Hot on the heels of the SPoR March Newsletter (https://safetyrisk.net/cllr-newsletter-march-2023/) on The Data Ethic of Power we get more about the Safety love affair with AI (https://www.nscafoundation.org.au/national-safety-magazine/).
And you don’t have to dig deep to find the gems like Figure 1. AI and Surveillance (p.8)
Figure 1. AI and Surveillance
Do you remember the content of the last blog? Naming the bad as good? Spinning unethical practice as morally good? In many cases in Safety, ‘monitoring’ is marketed as ethically good (https://safetyrisk.net/surveillance-doesnt-work/).
Just coupling the notions of AI and surveillance together reveals the real agenda of Safety, especially given the complete silence of Safety on Data Ethics of Power. Indeed, under the mantra of Duty of Care (to Safety) and the deontological ethic of Safety discussing concerns about privacy are ludicrous. And where is this discussion located? In the Privacy Act, in Regulation. NOT in an ethic of care.
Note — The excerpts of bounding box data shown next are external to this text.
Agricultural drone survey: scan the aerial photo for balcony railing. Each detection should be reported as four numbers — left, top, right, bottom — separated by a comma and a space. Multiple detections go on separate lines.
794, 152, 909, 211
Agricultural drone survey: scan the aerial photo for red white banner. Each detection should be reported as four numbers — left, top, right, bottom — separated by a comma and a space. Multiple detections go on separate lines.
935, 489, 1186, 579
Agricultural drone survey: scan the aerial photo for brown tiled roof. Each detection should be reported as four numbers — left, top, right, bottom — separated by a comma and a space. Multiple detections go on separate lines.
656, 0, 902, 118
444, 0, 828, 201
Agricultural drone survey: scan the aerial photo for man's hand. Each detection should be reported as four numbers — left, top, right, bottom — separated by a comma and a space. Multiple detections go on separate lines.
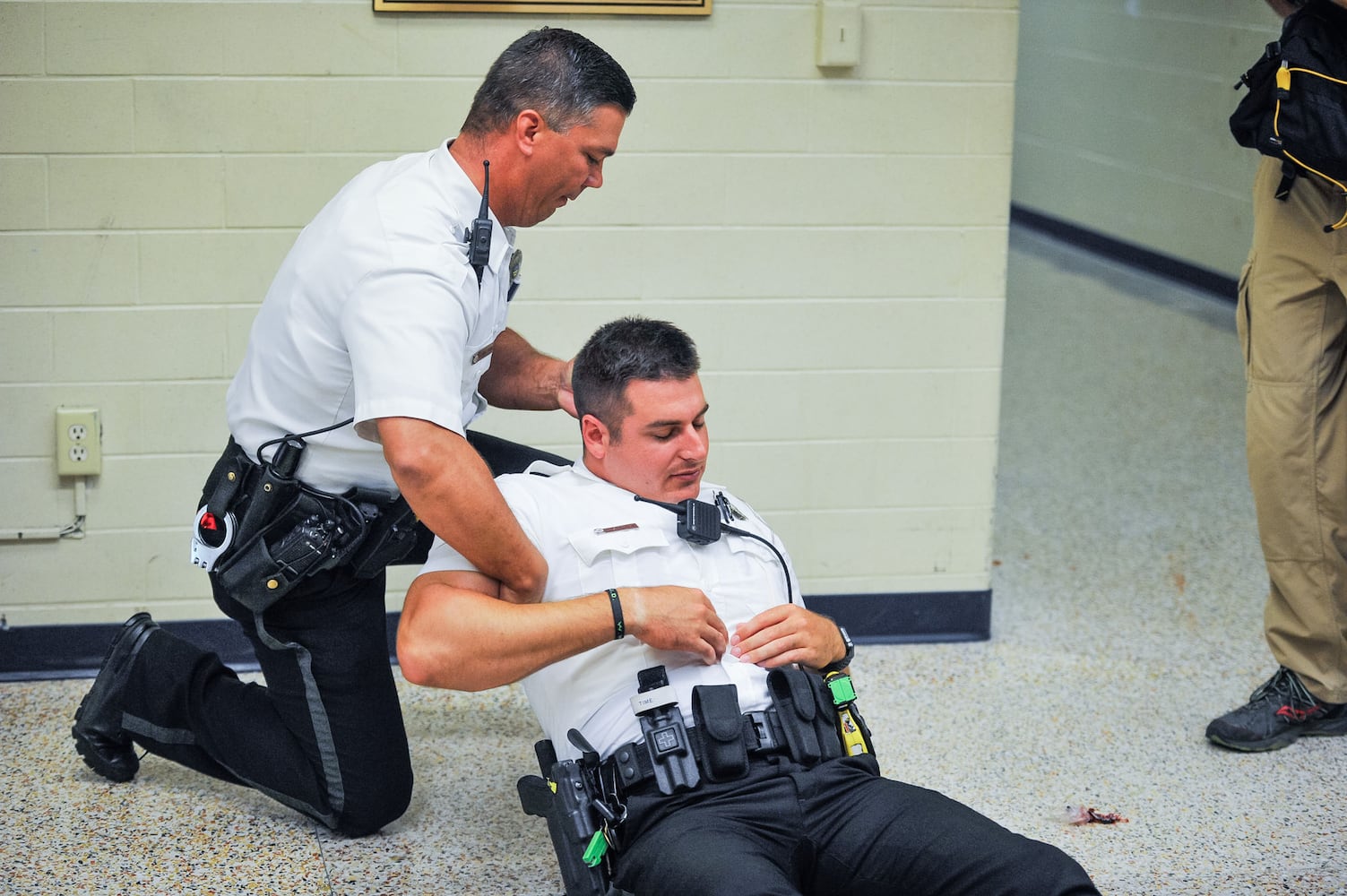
730, 604, 846, 668
617, 585, 730, 666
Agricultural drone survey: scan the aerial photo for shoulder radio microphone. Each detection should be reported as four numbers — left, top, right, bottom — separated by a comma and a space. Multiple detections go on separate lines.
465, 159, 492, 286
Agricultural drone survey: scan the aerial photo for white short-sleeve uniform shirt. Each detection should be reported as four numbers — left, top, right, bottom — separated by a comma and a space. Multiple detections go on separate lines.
227, 144, 514, 492
421, 461, 800, 759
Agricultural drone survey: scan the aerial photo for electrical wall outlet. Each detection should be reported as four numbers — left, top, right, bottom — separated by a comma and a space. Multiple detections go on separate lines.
56, 407, 102, 476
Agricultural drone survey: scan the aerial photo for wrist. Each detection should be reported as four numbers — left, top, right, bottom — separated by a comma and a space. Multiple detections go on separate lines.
819, 625, 855, 674
608, 588, 626, 642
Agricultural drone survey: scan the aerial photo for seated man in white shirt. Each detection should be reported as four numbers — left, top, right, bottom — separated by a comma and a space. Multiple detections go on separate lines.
397, 318, 1098, 896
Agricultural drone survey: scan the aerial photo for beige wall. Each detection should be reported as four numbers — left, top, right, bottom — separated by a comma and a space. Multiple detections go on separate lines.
0, 0, 1017, 625
1012, 0, 1280, 276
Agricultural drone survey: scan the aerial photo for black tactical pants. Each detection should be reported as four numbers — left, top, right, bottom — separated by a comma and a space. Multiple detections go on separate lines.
123, 570, 412, 837
614, 756, 1099, 896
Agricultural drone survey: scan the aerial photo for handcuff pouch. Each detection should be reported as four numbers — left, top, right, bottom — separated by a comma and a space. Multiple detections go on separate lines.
766, 666, 842, 767
196, 436, 257, 517
693, 685, 749, 781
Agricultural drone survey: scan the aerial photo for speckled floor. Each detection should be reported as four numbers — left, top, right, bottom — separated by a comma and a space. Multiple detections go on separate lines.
0, 230, 1347, 896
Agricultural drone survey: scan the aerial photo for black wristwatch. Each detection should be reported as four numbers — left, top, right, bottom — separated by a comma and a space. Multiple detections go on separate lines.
819, 625, 855, 675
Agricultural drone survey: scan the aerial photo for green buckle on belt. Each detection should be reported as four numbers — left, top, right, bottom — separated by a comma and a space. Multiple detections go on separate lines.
581, 830, 608, 867
825, 672, 855, 706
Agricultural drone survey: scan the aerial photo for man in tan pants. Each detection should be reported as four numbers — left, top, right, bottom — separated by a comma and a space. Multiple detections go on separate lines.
1207, 0, 1347, 751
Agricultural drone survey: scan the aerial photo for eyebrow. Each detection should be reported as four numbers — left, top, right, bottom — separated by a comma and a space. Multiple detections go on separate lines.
641, 404, 712, 430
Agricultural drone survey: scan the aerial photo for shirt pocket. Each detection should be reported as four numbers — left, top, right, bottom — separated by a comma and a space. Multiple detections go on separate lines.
567, 525, 670, 594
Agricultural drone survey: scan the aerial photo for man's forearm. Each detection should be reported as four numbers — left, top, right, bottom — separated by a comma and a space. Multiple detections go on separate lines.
479, 329, 570, 412
397, 573, 613, 691
378, 418, 547, 601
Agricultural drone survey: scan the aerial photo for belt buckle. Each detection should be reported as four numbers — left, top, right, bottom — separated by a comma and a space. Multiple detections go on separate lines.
744, 710, 785, 754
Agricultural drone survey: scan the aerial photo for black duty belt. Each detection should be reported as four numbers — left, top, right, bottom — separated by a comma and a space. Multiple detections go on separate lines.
603, 707, 790, 791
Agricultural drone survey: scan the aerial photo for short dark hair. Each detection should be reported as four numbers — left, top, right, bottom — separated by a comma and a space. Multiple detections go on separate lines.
462, 29, 635, 136
571, 316, 702, 441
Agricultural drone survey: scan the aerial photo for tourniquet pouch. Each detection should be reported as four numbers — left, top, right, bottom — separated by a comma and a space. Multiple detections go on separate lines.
693, 685, 749, 783
766, 667, 842, 765
215, 479, 367, 613
1230, 0, 1347, 230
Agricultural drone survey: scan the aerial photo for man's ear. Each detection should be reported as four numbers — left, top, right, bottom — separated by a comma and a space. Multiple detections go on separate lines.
581, 414, 611, 461
514, 109, 547, 155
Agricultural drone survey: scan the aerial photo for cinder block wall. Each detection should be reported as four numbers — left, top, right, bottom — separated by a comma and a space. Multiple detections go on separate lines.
0, 0, 1017, 625
1012, 0, 1281, 278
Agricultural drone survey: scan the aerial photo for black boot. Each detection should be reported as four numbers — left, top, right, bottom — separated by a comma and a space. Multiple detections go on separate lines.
70, 613, 159, 781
Poor old Safety can’t help itself, whenever it speaks about safety it anchored to Regulation not a duty to persons (https://safetyrisk.net/duty-of-care-is-not-duty-to-care-for-persons/).
So, here we have an article concerned about so-called privacy, framed in the opening lines about the benefits of AI for safety and a semiotic of a worker in a truck being monitored by technology through eye scanning technology. And you also need to make sure that the person in the picture is smiling, god bless surveillance.
Why is it than whenever Safety speaks it starts anchored to Legislation and Regulation NOT an ethic of personhood? Because it doesn’t know how to.
If you really are concerned about the threats of AI and surveillance and breach of personal power, you start with an ethic of personhood NOT Regulation. Putting emphasis on Regulation simply emboldens the power of Regulation over persons. Such discussion endorses and empowers the assumptions of Safety in behaviourism and engineering.
Then we get to the real agenda (p.7):
‘In the meantime, many companies, especially those working in high-risk industries, are embracing the use of artificial intelligence to support the management of health and safety risks’.
Ah, god bless Safety.
All that follows is justification for the power of Technique (Ellul) over persons, in the name of safety, named as good. The same paragraph is packed with marketing goop about Intenseye who uses AI ‘responsibly’. (Probably sponsors the NSCA). Hmmm, I wonder if Intenseye have a deontological ethic? Just read the marketing on their website. All about standards but nothing about people. Or, read this https://aiethicslab.com/wp-content/uploads/2021/05/AIELab_Intenseye-Ethics.pdf, nothing on bias, nothing on methodology, no declared ethic, nothing on power and lots of spin about ‘well-being’. All wonderfully designed not to ask any critical questions or deconstruct assumptions.
Meanwhile back to the NSCA article all packed wonderfully in trust AI, trust the system and its ‘round-the-clock monitoring’ and ‘real-time unsafe act notifications’.
Amazing, hmmmm and how can AI interpret behaviours, when it has no embodied knowledge to determine risk? How can AI ‘read’ the emotions and motivations of persons by surveillance of behaviours? How can a bunch of algorithms understand moral philosophy when no AI app on the planet will buy into such a discussion?
· There is no objective AI, it is all programmed.
· There is no machine learning, because it doesn’t learn, it reorganises algorithms.
· There is on objective AI, there is no neutral AI.
· All AI has in-programmed bias based by an IT engineer who designed its moral programming with no awareness of ethics.
Then the clanger at the end of this piece:
‘We must instead lift standards across industry to tackle the root cause of unsafe practices’.
A wonderful sing song in tribute to James Reason (https://safetyrisk.net/no-good-reason-to-follow-reason/),
So, for all those who are seduced by the nonsense of AI, just open you AI app and ask it (a computer) a moral question. For example, Is surveillance morally good? Is sex with a dog unethical? I had sex with a sex doll, is that OK? My computer is still spinning looking for an answer.
This is the answer ChatGPT gave me on my moral question, Is surveillance morally good? (Figure 2. ChatGPT Answer)
Figure 2. Chat GPT Answer
Of course, AI can never understand the nuances of human culture, ethics or embodied knowing because it has no body, no unconscious and no Socialitie. Without fallible emotions, AI cannot know or learn. And AI can never be programmed to be wither fallible or emotional because it has no body. Maybe ask your ChatGPT what it dreamt about last night?
In the same NSCA mag we also have a piece on Psychosocial Health but it ensures that the legally binding name of Psychosocial ‘hazards’ is removed (p.13). It is all reframed as ‘Psychosocial Risk’, how amusing. Perhaps this is due to the integrity of the journal, the NSCA or and ethic of silence that best suits the purposes of spin and marketing. The same marketing that proposes the mantra of ‘trust us with AI, we’re ethical’.
The best way to mask agenda is through reframing and silence.